Re: Add a new combine pass

Richard Sandiford Wed, 20 Nov 2019 10:21:37 -0800

Segher Boessenkool <seg...@kernel.crashing.org> writes:
>>       /* Make sure that the value that is to be substituted for the register
>>       does not use any registers whose values alter in between.  However,
>>       If the insns are adjacent, a use can't cross a set even though we
>>       think it might (this can happen for a sequence of insns each setting
>>       the same destination; last_set of that register might point to
>>       a NOTE).  If INSN has a REG_EQUIV note, the register is always
>>       equivalent to the memory so the substitution is valid even if there
>>       are intervening stores.  Also, don't move a volatile asm or
>>       UNSPEC_VOLATILE across any other insns.  */
>>       || (! all_adjacent
>>        && (((!MEM_P (src)
>>              || ! find_reg_note (insn, REG_EQUIV, src))
>>             && modified_between_p (src, insn, i3))
>>            || (GET_CODE (src) == ASM_OPERANDS && MEM_VOLATILE_P (src))
>>            || GET_CODE (src) == UNSPEC_VOLATILE))
>
> So this would work if you had pseudos here, instead of the hard reg?
> Because it is a hard reg it is the same number in both places, making it
> hard to move.


Yeah, probably.  But the hard reg is a critical part of this.
Going back to the example:

(set (reg/v:VNx16BI 102 [ ok ])
     (reg:VNx16BI 85 ffrt))
(set (reg:VNx16BI 85 ffrt)
     (unspec:VNx16BI [(reg:VNx16BI 85 ffrt)] UNSPEC_UPDATE_FFRT))
(set (reg:CC_NZC 66 cc)
     (unspec:CC_NZC
       [(reg:VNx16BI 106) repeated x2
        (const_int 1 [0x1])
        (reg/v:VNx16BI 102 [ ok ])] UNSPEC_PTEST))
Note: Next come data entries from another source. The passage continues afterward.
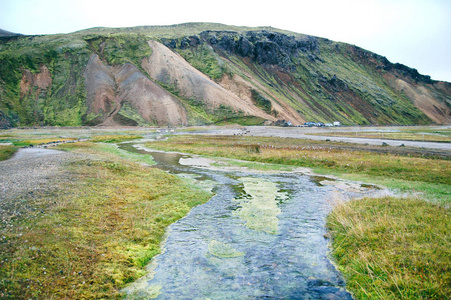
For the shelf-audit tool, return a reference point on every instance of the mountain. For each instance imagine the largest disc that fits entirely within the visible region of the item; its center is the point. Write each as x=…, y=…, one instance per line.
x=204, y=73
x=4, y=33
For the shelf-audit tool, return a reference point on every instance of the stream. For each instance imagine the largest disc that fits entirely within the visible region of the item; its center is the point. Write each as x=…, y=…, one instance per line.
x=260, y=236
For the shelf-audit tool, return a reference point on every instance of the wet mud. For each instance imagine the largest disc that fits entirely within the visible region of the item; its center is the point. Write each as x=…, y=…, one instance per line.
x=260, y=236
FFR is the real first fault register.  FFRT is actually a fake register
whose only purpose is to describe the dependencies (in rtl) between writes
to the FFR, reads from the FFR and first-faulting loads.  The whole scheme
depends on having only one fixed FFRT register.

>> > How are dependencies represented in your new pass?  If it just does
>> > walks over the insn stream for everything, you get quadratic complexity
>> > if you move insns backwards.  We have that in combine already, mostly
>> > from modified_between_p, but that is limited because of how LOG_LINKS
>> > work, and we have been doing this for so long and there are no problems
>> > found with it, so it must work in practice.  But I am worried about it
>> > when moving insns back an unlimited distance.
>> 
>> It builds def-use chains, but using a constant limit on the number of
>> explicitly-recorded uses.  All other uses go in a numerical live range
>> from which they (conservatively) never escape.  The def-use chains
>> represent memory as a single entity, a bit like in gimple.
>
> Ah.  So that range thing ensures correctness.

Yeah.

> Why don't you use DF for the DU chains?
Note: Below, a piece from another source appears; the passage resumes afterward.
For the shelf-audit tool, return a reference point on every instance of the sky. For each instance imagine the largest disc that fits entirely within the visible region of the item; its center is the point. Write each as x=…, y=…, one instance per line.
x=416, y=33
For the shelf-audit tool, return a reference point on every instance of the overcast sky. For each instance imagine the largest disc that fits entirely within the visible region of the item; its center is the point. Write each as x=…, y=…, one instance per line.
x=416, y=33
The problem with DF_DU_CHAIN is that it's quadratic in the worst case.
fwprop.c gets around that by using the MD problem and having its own
dominator walker to calculate limited def-use chains:

  /* We use the multiple definitions problem to compute our restricted
     use-def chains.  */

So taking that approach here would still require some amount of
roll-your-own.  Other reasons are:

* Even what fwprop does is more elaborate than we need for now.
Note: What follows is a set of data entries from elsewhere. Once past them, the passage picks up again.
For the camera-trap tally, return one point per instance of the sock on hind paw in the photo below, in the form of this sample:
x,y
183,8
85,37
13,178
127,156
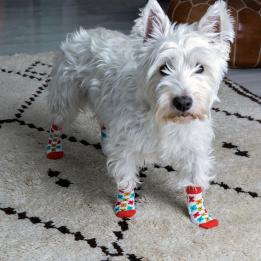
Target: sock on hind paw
x,y
54,147
125,204
197,211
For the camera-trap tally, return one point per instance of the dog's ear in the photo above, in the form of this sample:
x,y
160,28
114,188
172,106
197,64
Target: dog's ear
x,y
153,23
217,23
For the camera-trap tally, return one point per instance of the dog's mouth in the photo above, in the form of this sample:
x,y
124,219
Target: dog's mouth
x,y
188,116
166,115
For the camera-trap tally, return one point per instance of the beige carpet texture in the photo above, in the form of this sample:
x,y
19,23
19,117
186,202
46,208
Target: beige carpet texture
x,y
63,210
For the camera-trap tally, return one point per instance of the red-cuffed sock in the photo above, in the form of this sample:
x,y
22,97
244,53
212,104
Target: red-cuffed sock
x,y
197,211
125,204
54,147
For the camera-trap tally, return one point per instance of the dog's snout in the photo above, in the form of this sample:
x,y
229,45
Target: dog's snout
x,y
182,103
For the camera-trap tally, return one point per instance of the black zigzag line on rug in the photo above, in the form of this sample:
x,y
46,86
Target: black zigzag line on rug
x,y
25,75
60,182
123,224
34,64
236,114
242,88
28,102
237,189
92,242
240,92
238,152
* We need to handle memory too, and it's nice to be able to handle
  it in the same way as registers.

* Updating a full, ordered def-use chain after a move is a linear-time
  operation, so whatever happens, we'd need to apply some kind of limit
  on the number of uses we maintain, with something like that integer
  point range for the rest.

* Once we've analysed the insn and built its def-use chains, we don't
  look at the df_refs again until we update the chains after a successful
  combination.  So it should be more efficient to maintain a small array
  of insn_info_rec pointers alongside the numerical range, rather than
  walk and pollute chains of df_refs and then link back the insn uids
  to the pass-local info.

>> >> - it tries using REG_EQUAL notes for the final instruction.
>> >
>> > And that.
>> 
>> I meant REG_EQUAL notes on i3, i.e. it tries replacing the src of i3
>> with i3's REG_EQUAL note and combining into that.  Does combine do that?
>> I couldn't see it, and in:
>> 
>>    https://gcc.gnu.org/ml/gcc/2019-06/msg00148.html
>> 
>> you seemed to reject the idea of allowing it.
>
> Yes, I still do.  Do you have an example where it helps?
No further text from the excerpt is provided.